If Ashton were merely an addict, we would have been sprung today.
This brings to mind Lot of Stuff. Lots of stuff I have contemplated over many years. What is disease?
Let’s leave that one hanging for a second.
I may have just opened a can of worms.
There is no cure for cancer. There is no cure for addiction to any substance except for abstinence.
I have three children and statistics say that one of the three will be an addict. I have thought about this a lot.
I have even ventured to guess which one it will be.
So far, I seriously have my bets placed on none. Neither Lily nor Blaise follow a pattern there and have such incredible support with family, friends and community that I would be really surprised if either went beyond an experimental sip or a puff in high school. They have more than I did. They have goals and dreams and ideas that they plan to make happen. My only plan was to leave home and that plan hatched at age 11. That’s not a very good age to hatch a plan. Historically, I’m not the best at planning, unless it’s packing to move.
I digress. And I hate that I just wrote that. I hate it when people say that.
I almost wrote about how I wish my son had addiction rather than Cancer. I can’t believe it. Cancer leaves no choice. Addiction leaves somewhat of a choice, but it’s such a grey area. With Cancer, you are not blamed for being sick and there is no shame from doctors. You will never be turned away. You will be involved in a study. Your relatives and friends fly in for your hospitalizations. If you are an addict: you are selfish and good luck with the visitors unless it’s your first round.

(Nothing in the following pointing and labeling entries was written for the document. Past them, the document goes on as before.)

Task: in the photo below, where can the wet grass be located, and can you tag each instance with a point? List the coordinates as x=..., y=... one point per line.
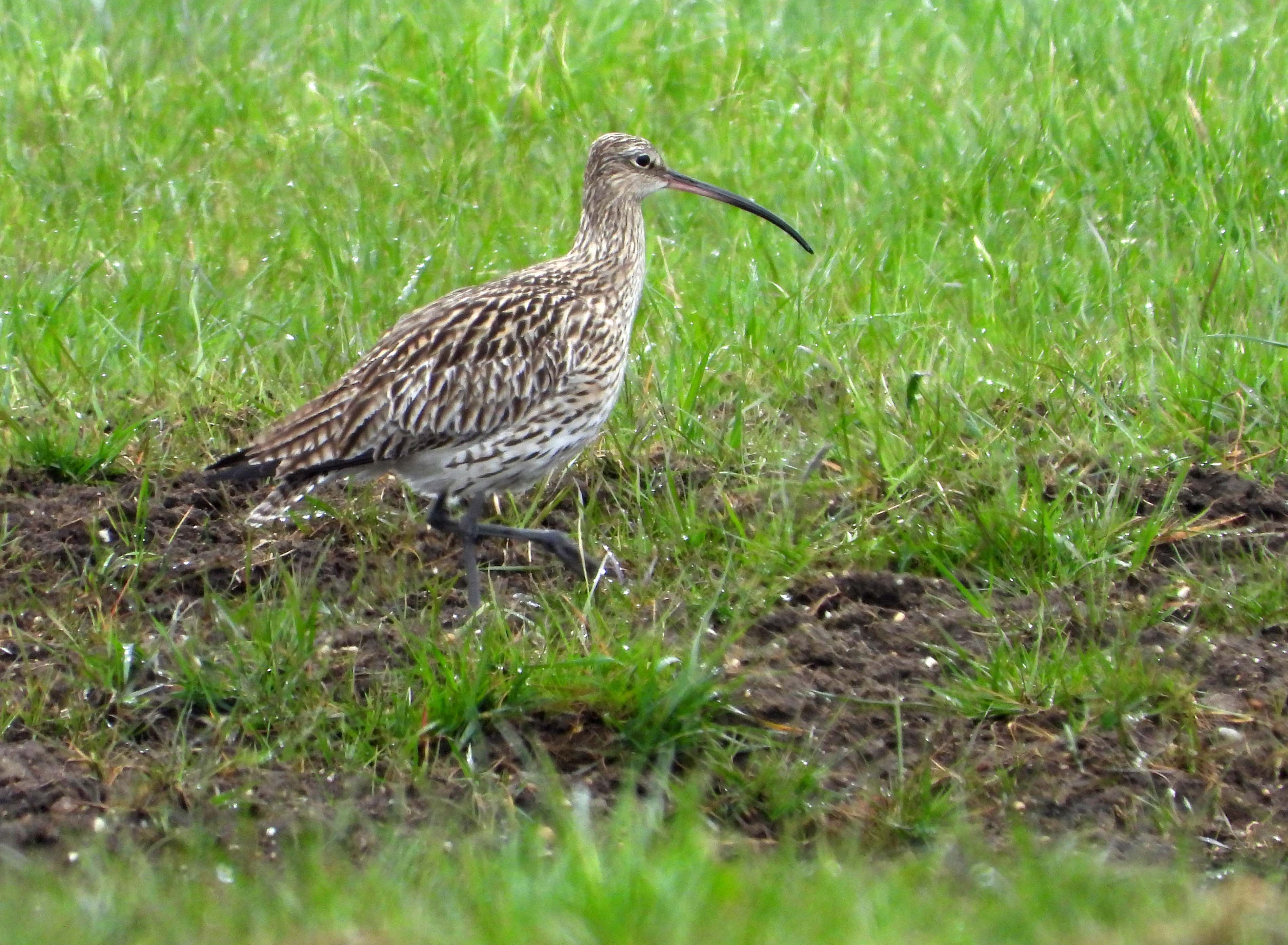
x=1049, y=283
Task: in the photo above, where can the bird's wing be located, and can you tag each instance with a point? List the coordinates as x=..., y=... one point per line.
x=449, y=374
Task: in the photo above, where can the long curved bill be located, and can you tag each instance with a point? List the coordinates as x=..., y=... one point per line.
x=679, y=182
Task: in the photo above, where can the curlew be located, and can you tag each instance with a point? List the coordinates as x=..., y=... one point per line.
x=491, y=387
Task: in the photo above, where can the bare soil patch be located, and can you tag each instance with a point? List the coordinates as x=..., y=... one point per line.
x=824, y=670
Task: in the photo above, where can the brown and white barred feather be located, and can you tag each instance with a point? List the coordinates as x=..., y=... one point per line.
x=486, y=390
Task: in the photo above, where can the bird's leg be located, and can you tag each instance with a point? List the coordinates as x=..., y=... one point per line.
x=558, y=543
x=467, y=528
x=469, y=533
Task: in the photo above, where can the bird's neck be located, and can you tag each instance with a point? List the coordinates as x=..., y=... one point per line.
x=611, y=234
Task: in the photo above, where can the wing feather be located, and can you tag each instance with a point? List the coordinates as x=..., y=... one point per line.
x=449, y=374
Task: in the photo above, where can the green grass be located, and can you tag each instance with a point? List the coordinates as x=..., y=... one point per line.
x=1050, y=273
x=636, y=885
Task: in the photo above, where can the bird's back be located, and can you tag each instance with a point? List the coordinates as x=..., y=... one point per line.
x=472, y=369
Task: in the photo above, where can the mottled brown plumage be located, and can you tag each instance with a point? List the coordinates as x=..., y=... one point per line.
x=491, y=387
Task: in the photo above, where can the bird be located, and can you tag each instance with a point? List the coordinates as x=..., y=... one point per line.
x=492, y=387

I suppose I was just thinking about making a statement about disease in general now that I am more than neck-deep and I am seeing sick children get sick before they can get sick from other terrible things like crack or all the new things I don’t even grasp. When I was very young there was not a thought of Heroin or Cancer. I just snuck out the window and went to the party.
I think about Ashton. He won’t likely go to a lot of parties. He may be well, but I would seriously follow him and smack him if he did anything stupid. This, coming from a mom of three who is pretty open-minded. I will direct him to this blog and say: YOU almost died. Live as SUCH.
When I was eight, my parents lived in a children’s hospital for a while with my brother. In my experience, it provided an opportunity to create a narrative not about illness and prematurity and dashed expectations, but (in the longer term) about our love, perseverance, and resilience as a family.
In all honesty, the experience and the narrative didn’t have a dramatic effect on life in my teens and it certainly didn’t influence (or curb) my substance use, but when I started writing about my family in college, it definitely had a positive influence on various choices I made. I think it’s with me even now, as I parent my own children and deal with my own set-backs as an adult.
This is not to say that your children will experience this too; just that this journey may have some effects you don’t anticipate now and not all of them will necessarily be bad. Even your own memories of these near-daily (or hourly?) traumas may, with time, morph into something else.
The trick is just keeping on, I think. Hang in there, mama.